Wearing T-shirts and stickers declaring “Save Piscataway Hills,” residents displaced by a landslide in their Fort Washington community took a unified stand July 16 to demand repairs to a damaged road and the ability to remain in their homes.
Since the last community meeting June 30, neighbors have organized into teams to brainstorm solutions to the slope failure that damaged sewer and water lines on Piscataway Drive in May, said resident Dawn Taylor, who leads the communication team.
“I don’t think either side was getting much accomplished,” Taylor said. “We knew we needed to form some type of structure to look at this situation and collaborate with county government officials to get this done.”
More than 30 residents, including children, wore T-shirts with the “Save Piscataway Hills” logo, which features a Maryland flag design, during the community meeting. Speaking on behalf of his neighbors, resident Mike Kutzleb told county officials, including County Executive Rushern L. Baker III (D), that his community had two priorities — first, that the road is fixed, and second, that the road repair takes into account residents who want to “stay in their homes before, after and during the project.”
Kutzleb also requested a meeting with county officials and key members of the community to develop a “close working relationship with the county” and come up with a mutually beneficial solution. That meeting, which will be closed to the public, is scheduled for July 24.

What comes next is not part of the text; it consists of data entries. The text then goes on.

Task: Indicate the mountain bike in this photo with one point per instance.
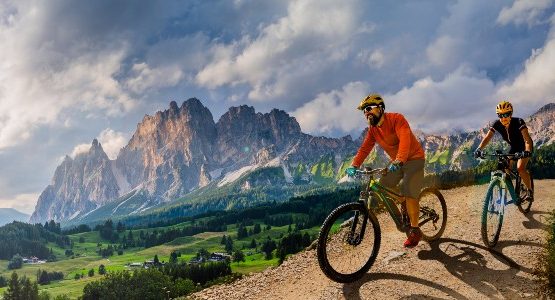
(350, 236)
(500, 188)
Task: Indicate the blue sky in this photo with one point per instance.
(71, 71)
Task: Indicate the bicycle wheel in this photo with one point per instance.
(523, 204)
(492, 214)
(348, 243)
(433, 214)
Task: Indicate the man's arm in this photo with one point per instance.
(402, 129)
(528, 144)
(364, 150)
(486, 139)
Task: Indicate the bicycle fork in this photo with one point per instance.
(353, 238)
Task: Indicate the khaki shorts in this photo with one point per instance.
(412, 174)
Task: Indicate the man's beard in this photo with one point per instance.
(373, 120)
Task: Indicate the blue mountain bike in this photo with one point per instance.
(502, 192)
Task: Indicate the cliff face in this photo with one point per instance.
(79, 185)
(182, 149)
(170, 152)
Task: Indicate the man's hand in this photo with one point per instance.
(523, 154)
(395, 166)
(351, 171)
(478, 153)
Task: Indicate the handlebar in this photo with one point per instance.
(381, 171)
(503, 155)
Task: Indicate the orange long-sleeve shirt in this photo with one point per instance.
(395, 137)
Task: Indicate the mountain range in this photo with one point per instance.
(8, 215)
(181, 152)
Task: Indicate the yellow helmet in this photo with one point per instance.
(504, 107)
(372, 99)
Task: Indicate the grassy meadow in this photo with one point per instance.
(86, 257)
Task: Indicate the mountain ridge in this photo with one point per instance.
(8, 215)
(182, 149)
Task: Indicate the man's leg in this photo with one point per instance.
(412, 185)
(523, 172)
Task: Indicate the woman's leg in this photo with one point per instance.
(523, 172)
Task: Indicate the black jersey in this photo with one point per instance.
(511, 134)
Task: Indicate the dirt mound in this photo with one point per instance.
(458, 266)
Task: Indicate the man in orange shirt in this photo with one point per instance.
(392, 132)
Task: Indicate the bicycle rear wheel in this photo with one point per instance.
(433, 214)
(348, 243)
(492, 214)
(523, 203)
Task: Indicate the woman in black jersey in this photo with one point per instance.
(514, 132)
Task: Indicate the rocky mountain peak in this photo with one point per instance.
(546, 108)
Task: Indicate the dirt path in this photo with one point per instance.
(458, 266)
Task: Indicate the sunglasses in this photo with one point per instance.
(369, 108)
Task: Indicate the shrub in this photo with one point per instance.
(16, 262)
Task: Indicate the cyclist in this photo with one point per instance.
(392, 132)
(514, 132)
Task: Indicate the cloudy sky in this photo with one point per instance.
(71, 71)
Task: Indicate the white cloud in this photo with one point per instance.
(333, 112)
(314, 33)
(536, 84)
(444, 51)
(39, 78)
(22, 202)
(461, 100)
(524, 12)
(112, 141)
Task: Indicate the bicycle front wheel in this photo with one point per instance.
(348, 243)
(433, 214)
(523, 203)
(492, 214)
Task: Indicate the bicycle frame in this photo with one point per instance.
(388, 197)
(505, 174)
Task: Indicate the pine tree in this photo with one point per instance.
(13, 292)
(238, 256)
(229, 245)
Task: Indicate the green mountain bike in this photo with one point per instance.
(501, 192)
(350, 237)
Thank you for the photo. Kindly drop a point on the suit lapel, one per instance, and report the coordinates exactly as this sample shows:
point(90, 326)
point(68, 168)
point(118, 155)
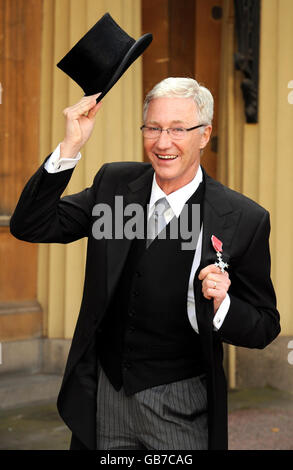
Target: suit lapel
point(138, 192)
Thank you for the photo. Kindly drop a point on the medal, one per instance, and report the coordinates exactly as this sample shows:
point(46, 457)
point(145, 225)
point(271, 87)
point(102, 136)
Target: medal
point(218, 247)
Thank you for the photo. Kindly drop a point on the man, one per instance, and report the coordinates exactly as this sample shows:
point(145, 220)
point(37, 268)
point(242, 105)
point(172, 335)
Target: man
point(155, 315)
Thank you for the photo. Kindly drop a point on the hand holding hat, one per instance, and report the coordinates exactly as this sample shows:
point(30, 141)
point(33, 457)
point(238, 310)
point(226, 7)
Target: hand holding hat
point(96, 63)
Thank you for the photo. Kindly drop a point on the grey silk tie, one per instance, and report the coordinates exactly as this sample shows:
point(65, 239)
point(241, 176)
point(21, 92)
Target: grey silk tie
point(157, 221)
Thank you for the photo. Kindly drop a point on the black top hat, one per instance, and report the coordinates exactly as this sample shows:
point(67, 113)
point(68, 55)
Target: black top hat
point(102, 55)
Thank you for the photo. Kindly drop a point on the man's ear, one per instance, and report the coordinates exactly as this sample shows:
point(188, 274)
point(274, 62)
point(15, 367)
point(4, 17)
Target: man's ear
point(205, 136)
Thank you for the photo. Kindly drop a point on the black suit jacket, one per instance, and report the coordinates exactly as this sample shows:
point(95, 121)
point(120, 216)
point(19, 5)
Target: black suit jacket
point(241, 224)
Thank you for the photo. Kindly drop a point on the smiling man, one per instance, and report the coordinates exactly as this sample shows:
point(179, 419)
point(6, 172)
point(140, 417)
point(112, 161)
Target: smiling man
point(145, 366)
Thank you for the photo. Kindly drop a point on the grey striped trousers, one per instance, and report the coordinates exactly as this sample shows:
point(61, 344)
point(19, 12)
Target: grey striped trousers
point(165, 417)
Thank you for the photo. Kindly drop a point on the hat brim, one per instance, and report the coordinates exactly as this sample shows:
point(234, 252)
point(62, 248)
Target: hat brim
point(134, 52)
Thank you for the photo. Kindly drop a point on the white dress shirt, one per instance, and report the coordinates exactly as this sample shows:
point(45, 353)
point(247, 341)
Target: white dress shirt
point(176, 200)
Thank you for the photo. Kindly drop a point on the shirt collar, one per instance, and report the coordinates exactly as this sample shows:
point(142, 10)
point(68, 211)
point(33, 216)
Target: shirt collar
point(178, 198)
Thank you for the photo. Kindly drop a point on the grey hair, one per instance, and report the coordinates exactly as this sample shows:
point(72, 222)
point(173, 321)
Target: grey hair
point(180, 87)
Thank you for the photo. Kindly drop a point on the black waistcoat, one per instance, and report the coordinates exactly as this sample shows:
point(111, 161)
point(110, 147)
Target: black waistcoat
point(146, 337)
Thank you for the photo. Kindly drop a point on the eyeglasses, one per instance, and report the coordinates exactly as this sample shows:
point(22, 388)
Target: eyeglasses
point(176, 133)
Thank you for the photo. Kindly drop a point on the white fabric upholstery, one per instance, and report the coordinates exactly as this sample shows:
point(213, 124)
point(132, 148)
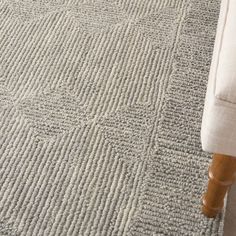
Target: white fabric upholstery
point(219, 119)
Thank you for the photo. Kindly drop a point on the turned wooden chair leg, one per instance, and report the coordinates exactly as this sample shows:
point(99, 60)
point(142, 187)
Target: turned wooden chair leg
point(221, 177)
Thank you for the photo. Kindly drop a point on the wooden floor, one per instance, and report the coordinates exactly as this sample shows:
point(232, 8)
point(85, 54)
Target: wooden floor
point(230, 219)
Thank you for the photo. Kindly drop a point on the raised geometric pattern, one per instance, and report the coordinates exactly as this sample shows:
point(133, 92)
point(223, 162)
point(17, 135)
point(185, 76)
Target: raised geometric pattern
point(97, 15)
point(127, 130)
point(53, 113)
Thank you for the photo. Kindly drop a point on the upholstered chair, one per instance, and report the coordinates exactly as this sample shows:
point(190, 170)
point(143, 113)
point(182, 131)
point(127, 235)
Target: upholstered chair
point(218, 132)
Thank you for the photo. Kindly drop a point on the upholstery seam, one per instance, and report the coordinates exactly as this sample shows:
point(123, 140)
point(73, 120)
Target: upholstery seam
point(218, 57)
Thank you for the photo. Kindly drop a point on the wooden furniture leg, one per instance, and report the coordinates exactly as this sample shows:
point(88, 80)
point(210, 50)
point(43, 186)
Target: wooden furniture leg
point(221, 177)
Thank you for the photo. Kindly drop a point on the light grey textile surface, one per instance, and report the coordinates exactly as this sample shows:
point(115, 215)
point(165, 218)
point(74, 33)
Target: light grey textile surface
point(100, 114)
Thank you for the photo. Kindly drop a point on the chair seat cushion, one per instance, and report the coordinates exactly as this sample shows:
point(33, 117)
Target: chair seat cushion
point(218, 132)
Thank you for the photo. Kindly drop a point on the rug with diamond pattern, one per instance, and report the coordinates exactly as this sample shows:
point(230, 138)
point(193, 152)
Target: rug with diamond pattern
point(100, 114)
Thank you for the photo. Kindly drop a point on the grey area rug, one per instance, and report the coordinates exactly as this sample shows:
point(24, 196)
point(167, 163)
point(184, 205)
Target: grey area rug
point(100, 113)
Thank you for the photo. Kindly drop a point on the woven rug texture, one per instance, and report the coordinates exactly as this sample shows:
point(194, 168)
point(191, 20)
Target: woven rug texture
point(100, 115)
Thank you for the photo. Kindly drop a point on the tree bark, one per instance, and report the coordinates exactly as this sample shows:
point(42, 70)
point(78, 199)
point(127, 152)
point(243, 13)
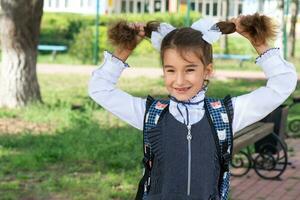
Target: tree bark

Shortly after county officials agreed to meet with the community, residents left the meeting en masse. Taylor said there was no reason to stay because residents got their message across.
“For the citizens of Piscataway Hills, that was kind of it for us,” Taylor said. “We have families and we are just getting home from work. It wasn’t this walkout; that was it.”
During the meeting, county officials announced a fifth road repair option. Darrell Mobley, director of the Department of Public Works and Transportation, explained a plan to stabilize the road that would include the acquisition of five homes on top of the slope and cost $15 million.
Cherie Cullen, 38, lives in one of the homes on top of the slope and said she hopes to receive what she paid for the house if the county purchases it. She said it has been difficult to come to terms with losing her home, especially as her son prepares to start kindergarten in the fall.
“You know your home is important. It’s an investment. You don’t realize how many decisions in your life are based on where you live,” Cullen said.